STOR (Suspicious Transaction and Order Report)

A Suspicious Transaction and Order Report (STOR) is a report a firm must submit to the FCA under the UK Market Abuse Regulation when it has reasonable suspicion that a transaction or order may involve insider dealing or market manipulation. It is the market-abuse equivalent of an AML Suspicious Activity Report.

A Suspicious Transaction and Order Report (STOR) is a report that a firm must submit to the FCA under the UK Market Abuse Regulation (MAR) when it has a reasonable suspicion that a transaction or order, whether executed or not, may constitute insider dealing or market manipulation. The STOR regime is the market-abuse equivalent of the anti-money laundering Suspicious Activity Report: it places an active detection-and-reporting obligation on firms, not just a duty to refrain from market abuse themselves.

Why STORs matter

MAR requires firms that arrange or execute transactions to establish and maintain effective arrangements, systems and procedures to detect and report suspicious orders and transactions. A STOR must be made without delay once a reasonable suspicion is formed. Failing to detect or report suspicious activity is itself a compliance failing that the FCA can act on, independently of any underlying market abuse.

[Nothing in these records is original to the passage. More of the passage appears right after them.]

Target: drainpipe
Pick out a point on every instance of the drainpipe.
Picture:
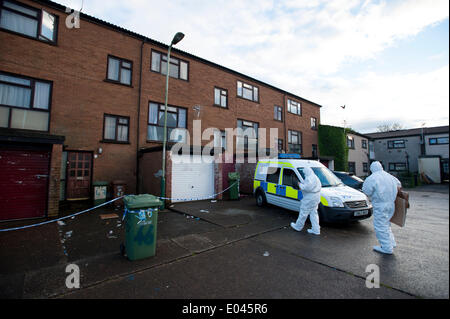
(138, 120)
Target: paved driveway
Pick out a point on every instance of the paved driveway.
(232, 250)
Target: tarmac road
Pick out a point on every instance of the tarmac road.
(228, 249)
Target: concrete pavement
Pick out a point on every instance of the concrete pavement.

Firms must also keep records of the analysis behind a decision not to submit a STOR, so the judgement can be evidenced.

Who it applies to

Investment firms, brokers, trading venues and any firm professionally arranging or executing transactions in financial instruments.

MAR and SAR.

Frequently asked questions

What is a STOR?
A STOR, or Suspicious Transaction and Order Report, is a report a firm must submit to the FCA under the UK Market Abuse Regulation when it has reasonable suspicion that a transaction or order could involve insider dealing or market manipulation. It is the market-abuse counterpart to a Suspicious Activity Report in the anti-money laundering regime.
Who must submit STORs?
Firms that arrange or execute transactions in financial instruments, including investment firms, brokers and trading venues, must have arrangements to detect and report suspicious transactions and orders. Under the UK Market Abuse Regulation, the obligation is to report a reasonable suspicion to the FCA without delay, and failure to do so can itself be a breach of MAR.